Members of the Finance, Pension and Intergovernmental Affairs Committee and the Telecommunications and Technology Committee heard from Hatch and other panelists Saturday who discussed election security at NACo’s 2020 Legislative Conference in Washington D.C.
“Ransomware is what keeps me up at night and it’s not unique to elections and election infrastructure, but it’s certainly affecting state and municipality governments,” said Geoffrey Hale, director of the Election Security Initiative for the Cybersecurity and Infrastructure Security Agency/Department of Homeland Security.
During the 2016 presidential election, Russia targeted three communities: Election infrastructure, partisan organizations and social media with foreign-influenced activity, such as Facebook ads, he explained.
Since then, Hale said there has not been computer network activity targeting different sectors, but foreign-influenced social media activity has continued and was present in 2018.
“We have aligned our work to support election infrastructure, to support campaigns and partisan organizations and to counter foreign interference on social media,” he said.
Hatch explained that election officials want input on the security of their systems and encouraged constituents to visit election offices to ask the hard questions and help officials improve their systems.
“We always have been careful with our elections and we are still being careful, just in more areas,” he said.

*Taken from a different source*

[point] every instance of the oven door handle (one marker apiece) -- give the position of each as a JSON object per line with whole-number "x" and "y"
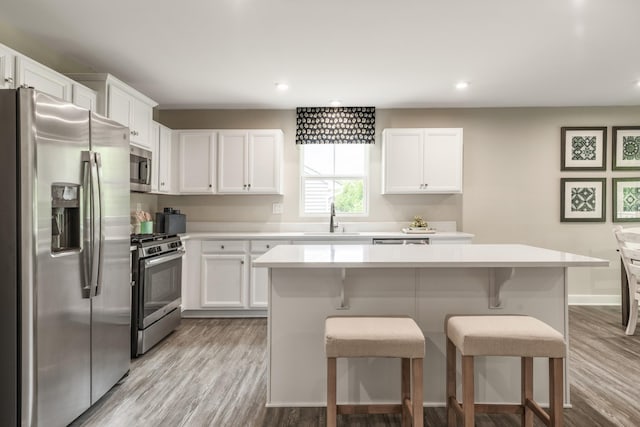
{"x": 155, "y": 261}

U.S. Election Assistance Commission Chair Thomas Hicks said disinformation is hard to combat, but stressed the importance of encouraging voters to know their sources for information.
“There’s going to be issues because there’s issues with every election and I equate it to if you have a highway, you’re probably going to have one or two accidents, but you’re not going to shut down that highway or just totally demolish it,” he said.
When it comes to funding to provide resources for secure systems, Hicks said money usually is distributed to the chief election official for each state who then determines if funding reaches the local level.
“As we move forward, we need to have some sort of dedicated funding stream to the states so it’s not one of these, ‘Hey, there’s an emergency. Let’s throw money at it at the last minute,’” he said. “But also, that money should go down to, in my opinion, the local officials because they are the ones who actually run the elections.”
Hatch agreed that money is frequently getting stuck at the state level. In Utah, he said election officials have worked closely with the lieutenant governor and discussed the best uses for the funds at both state and local levels.
“If states need additional resources, then that’s the main thing we need to get out to them,” Hicks said. “That doesn’t always translate to money — that could be technical assistance as well.”
He said the ultimate goal is to make sure that voters’ confidence remains high so they know their vote matters.
Hatch encouraged county officials to sign up for the Elections Infrastructure Information Sharing and Analysis Center, a free resource which provides information about software updates and detects vulnerabilities.
“The best thing we can do is keep our message out there, talk about the controls in place and as elections officials, we remain impartial and we do our job professionally and objectively,” he said.